Two keep their tracking honest. One files open Mendral insights into Linear as triage issues, but only the ones worth a human's time: medium severity and up, on the main branch, deduplicated against what's already filed. Another checks every new PR for a linked Linear issue and creates one when it's missing. When the PR author is a coding agent instead of a person, it doesn't assign the issue to the bot. It reads the requested reviewers and assigns the human who's actually on the hook.

Three clean up pull requests. One posts a testing guide on each PR: what the change does, how to reproduce the original bug, what to verify. One checks that new feature code ships with observability, the analytics events, traces, and error tracking the team's own conventions require, and says exactly what's missing when it doesn't. A third posts a Mermaid sequence diagram of the change, so a reviewer sees the flow before reading the diff.
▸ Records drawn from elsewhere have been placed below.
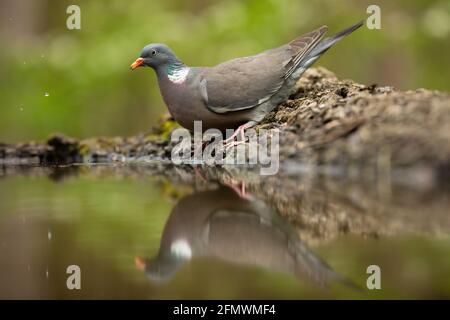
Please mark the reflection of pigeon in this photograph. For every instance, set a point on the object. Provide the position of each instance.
(221, 224)
(238, 92)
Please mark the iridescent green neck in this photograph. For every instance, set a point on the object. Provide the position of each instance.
(174, 68)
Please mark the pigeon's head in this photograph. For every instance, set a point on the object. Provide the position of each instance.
(155, 55)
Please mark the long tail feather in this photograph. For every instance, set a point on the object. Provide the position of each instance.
(327, 43)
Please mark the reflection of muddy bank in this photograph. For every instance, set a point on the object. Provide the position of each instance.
(328, 122)
(321, 208)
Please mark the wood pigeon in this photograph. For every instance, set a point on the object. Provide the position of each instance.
(238, 93)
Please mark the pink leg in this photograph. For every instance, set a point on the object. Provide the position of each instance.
(239, 131)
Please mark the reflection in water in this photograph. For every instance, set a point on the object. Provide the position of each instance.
(240, 229)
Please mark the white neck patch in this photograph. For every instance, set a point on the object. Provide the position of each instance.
(181, 249)
(178, 76)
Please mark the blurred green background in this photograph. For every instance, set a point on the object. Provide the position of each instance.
(78, 81)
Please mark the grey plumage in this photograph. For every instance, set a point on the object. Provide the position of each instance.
(239, 91)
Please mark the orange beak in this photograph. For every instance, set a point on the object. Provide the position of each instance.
(139, 62)
(140, 263)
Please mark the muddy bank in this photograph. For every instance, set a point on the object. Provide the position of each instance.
(328, 123)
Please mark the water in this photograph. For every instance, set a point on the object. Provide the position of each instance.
(136, 234)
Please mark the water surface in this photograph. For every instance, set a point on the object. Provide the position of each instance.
(143, 236)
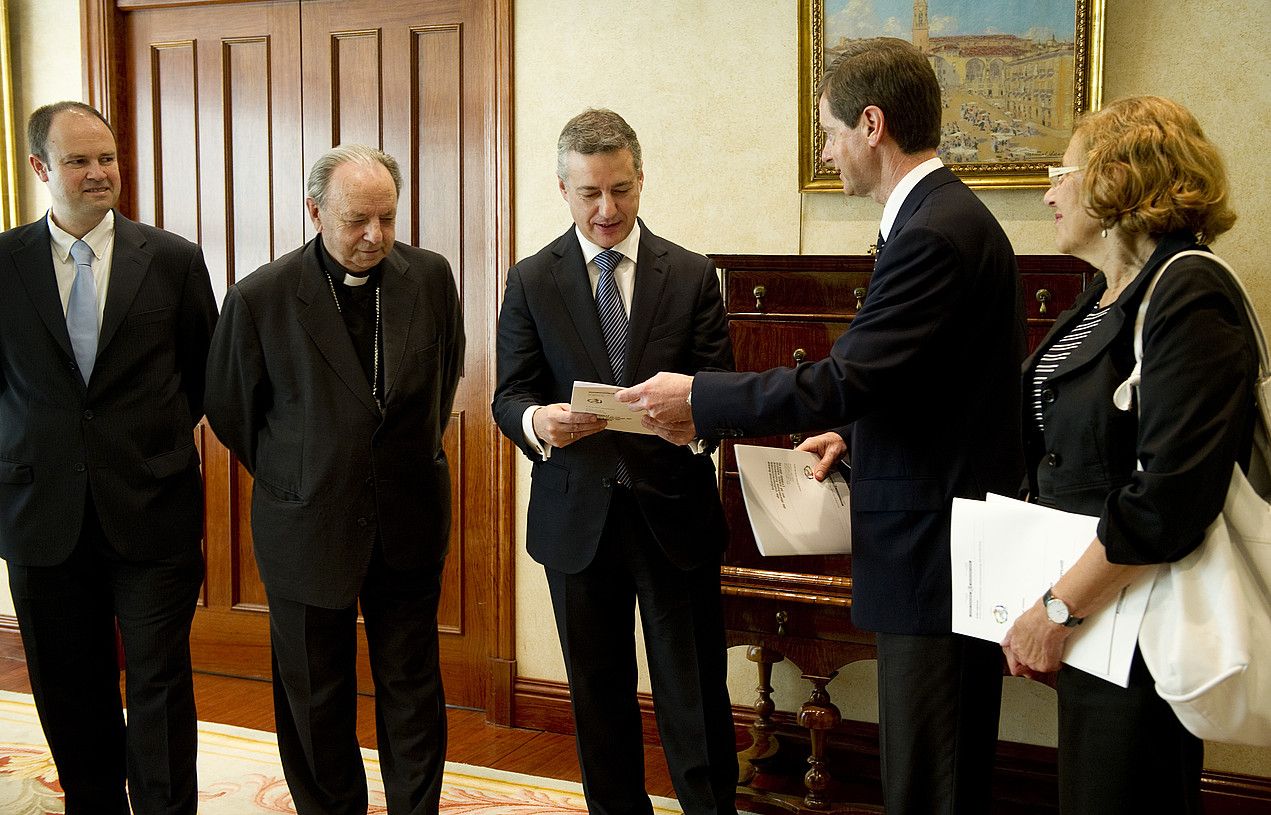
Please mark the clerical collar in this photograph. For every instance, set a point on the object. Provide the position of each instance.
(339, 273)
Two keep the team informed. One scans every repo each morning for small PRs opened the day before, the one-to-three-file changes that are quick to review, and posts them to Slack with the right human tagged. The last drafts a Monday changelog from the week's merged PRs, grouped into features, fixes, and infra, written in plain English instead of pasted commit titles.

None of these is hard. All of them are the kind of work that slips when people are busy, which is most weeks.
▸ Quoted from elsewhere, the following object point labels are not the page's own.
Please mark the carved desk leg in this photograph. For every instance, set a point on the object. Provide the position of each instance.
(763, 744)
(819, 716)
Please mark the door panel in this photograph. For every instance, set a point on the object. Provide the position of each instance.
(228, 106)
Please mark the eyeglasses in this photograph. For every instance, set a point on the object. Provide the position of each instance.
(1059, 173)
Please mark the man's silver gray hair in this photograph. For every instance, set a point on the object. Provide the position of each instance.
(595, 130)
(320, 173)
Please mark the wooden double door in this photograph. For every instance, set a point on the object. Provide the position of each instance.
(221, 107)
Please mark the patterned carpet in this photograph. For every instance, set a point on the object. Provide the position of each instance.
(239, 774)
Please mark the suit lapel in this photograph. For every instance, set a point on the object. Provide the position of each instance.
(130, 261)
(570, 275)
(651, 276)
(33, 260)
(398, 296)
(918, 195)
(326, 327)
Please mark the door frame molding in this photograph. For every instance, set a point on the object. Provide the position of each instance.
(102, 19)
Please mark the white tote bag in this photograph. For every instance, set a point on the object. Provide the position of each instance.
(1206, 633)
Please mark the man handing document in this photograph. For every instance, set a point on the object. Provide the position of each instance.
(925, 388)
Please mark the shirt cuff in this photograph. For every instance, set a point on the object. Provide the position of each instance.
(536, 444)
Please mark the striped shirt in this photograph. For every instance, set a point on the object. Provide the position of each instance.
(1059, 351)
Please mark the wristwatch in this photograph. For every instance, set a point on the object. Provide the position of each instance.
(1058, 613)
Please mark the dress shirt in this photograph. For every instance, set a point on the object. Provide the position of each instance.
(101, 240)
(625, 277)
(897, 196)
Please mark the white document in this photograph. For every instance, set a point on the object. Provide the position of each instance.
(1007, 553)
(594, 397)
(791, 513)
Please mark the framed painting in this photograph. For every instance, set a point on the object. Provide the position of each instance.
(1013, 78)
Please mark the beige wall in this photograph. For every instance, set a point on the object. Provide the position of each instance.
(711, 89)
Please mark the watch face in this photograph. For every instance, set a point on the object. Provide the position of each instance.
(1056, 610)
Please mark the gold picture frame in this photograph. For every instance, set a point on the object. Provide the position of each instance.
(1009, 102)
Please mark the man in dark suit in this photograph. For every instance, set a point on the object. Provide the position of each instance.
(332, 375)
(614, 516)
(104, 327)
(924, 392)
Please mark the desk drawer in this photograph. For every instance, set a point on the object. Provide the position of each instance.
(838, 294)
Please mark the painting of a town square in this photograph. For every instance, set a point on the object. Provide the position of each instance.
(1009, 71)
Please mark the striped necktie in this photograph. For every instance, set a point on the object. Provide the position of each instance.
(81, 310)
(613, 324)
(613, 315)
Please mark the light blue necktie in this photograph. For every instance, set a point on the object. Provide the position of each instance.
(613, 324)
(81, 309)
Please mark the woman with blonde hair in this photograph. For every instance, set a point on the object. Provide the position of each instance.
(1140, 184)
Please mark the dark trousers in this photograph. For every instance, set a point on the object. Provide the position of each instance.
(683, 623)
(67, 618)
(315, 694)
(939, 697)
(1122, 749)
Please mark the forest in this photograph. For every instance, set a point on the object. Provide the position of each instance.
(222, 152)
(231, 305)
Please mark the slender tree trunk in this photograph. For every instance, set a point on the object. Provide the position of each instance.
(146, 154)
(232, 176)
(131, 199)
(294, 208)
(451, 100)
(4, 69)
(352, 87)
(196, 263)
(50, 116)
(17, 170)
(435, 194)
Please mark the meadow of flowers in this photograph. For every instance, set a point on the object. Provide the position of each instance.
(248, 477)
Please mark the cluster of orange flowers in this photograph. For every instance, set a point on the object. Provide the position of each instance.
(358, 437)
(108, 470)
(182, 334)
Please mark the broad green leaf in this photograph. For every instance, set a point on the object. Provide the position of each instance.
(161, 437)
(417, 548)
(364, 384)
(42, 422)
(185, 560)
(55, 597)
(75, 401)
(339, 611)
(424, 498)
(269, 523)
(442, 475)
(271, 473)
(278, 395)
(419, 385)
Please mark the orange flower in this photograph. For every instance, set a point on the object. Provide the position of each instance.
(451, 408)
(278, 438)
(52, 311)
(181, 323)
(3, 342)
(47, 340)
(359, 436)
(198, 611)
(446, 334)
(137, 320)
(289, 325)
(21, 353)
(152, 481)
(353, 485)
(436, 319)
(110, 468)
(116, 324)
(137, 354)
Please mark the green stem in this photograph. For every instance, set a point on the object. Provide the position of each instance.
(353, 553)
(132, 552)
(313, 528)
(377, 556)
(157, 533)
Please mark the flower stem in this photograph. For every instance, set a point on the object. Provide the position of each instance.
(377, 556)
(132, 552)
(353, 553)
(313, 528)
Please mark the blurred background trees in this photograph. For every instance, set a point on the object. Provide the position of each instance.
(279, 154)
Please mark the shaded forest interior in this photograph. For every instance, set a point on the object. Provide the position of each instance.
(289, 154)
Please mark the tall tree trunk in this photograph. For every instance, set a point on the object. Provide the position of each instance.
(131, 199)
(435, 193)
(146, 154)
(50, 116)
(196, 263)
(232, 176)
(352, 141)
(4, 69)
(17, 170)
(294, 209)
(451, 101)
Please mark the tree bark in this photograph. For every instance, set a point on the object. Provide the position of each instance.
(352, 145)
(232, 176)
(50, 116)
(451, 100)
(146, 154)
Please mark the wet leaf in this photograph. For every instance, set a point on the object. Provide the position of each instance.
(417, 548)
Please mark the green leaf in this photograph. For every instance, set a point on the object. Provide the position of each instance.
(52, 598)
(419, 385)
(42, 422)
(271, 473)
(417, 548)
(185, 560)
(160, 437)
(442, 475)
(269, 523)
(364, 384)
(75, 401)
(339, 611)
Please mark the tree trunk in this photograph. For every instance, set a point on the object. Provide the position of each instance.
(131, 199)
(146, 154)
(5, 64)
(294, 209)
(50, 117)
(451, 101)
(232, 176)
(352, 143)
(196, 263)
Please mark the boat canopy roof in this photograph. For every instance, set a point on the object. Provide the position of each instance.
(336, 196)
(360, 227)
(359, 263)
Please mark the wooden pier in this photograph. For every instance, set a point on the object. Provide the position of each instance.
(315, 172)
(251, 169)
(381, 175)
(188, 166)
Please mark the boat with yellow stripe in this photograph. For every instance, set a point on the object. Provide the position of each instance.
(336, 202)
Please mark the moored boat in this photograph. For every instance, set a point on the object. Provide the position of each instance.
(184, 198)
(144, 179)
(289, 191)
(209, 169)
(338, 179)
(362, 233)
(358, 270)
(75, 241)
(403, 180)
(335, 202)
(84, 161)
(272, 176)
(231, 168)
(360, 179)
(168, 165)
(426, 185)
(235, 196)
Why this isn't Zapier or a GitHub Action

There are plenty of ways to automate a workflow. Zapier, n8n, Make, and the newer agent builders give you an engine that knows nothing about your codebase, your CI logs, or last quarter's incident. GitHub Actions gives you deterministic YAML that you write once and maintain forever. The agentic-DevOps platforms bolt an agent onto their own pipeline product.

Two things are different here. The automation is authored by an agent that already has your repos, your CI history, your past PRs, and your team's memory. And each automation reasons at runtime, the way our always-on agents do. If you think in Kubernetes terms, each automation is a control loop: desired state in the prompt, a trigger that watches, an agent that reconciles. The difference from a controller is that the reconcile step can read.

The Linear enforcer is the clearest example. Deciding who to assign when the PR author is a bot isn't a rule you can write once. You'd have to code every branch: check the reviewers, fall back to the code owner, fall back to recent committers. The agent reads the PR and works it out, the way a person would. Multiply that across seven automations and you're describing intent, not maintaining logic.

What's still hard

Agents don't produce byte-identical output every run. For triage, review, and summaries, that's fine, and often better than a rigid template. For anything that has to be exact, you still want a deterministic check, and we'll say so.

Runs cost money and compute. Pointing an agent at every PR across every repo adds up, so part of setting this up is being honest about which work deserves an agent and which is a five-line script. Not everything should be an automation.

Writes are the part to respect. An agent that can open PRs, push branches, and re-run CI is exactly as powerful as that sounds, which is why GitHub writes stay off until you turn them on, per automation. A human approves every automation before it runs and can edit the prompt any time after. We think that's the right amount of friction.

The DevOps work every team has, Mendral already does. The work only your team has, you can now hand to an agent by describing it in a sentence. That used to mean hiring a platform engineer or taking a product engineer off the product for a week. Now it's a Slack message, and the team stays on the thing they're actually building.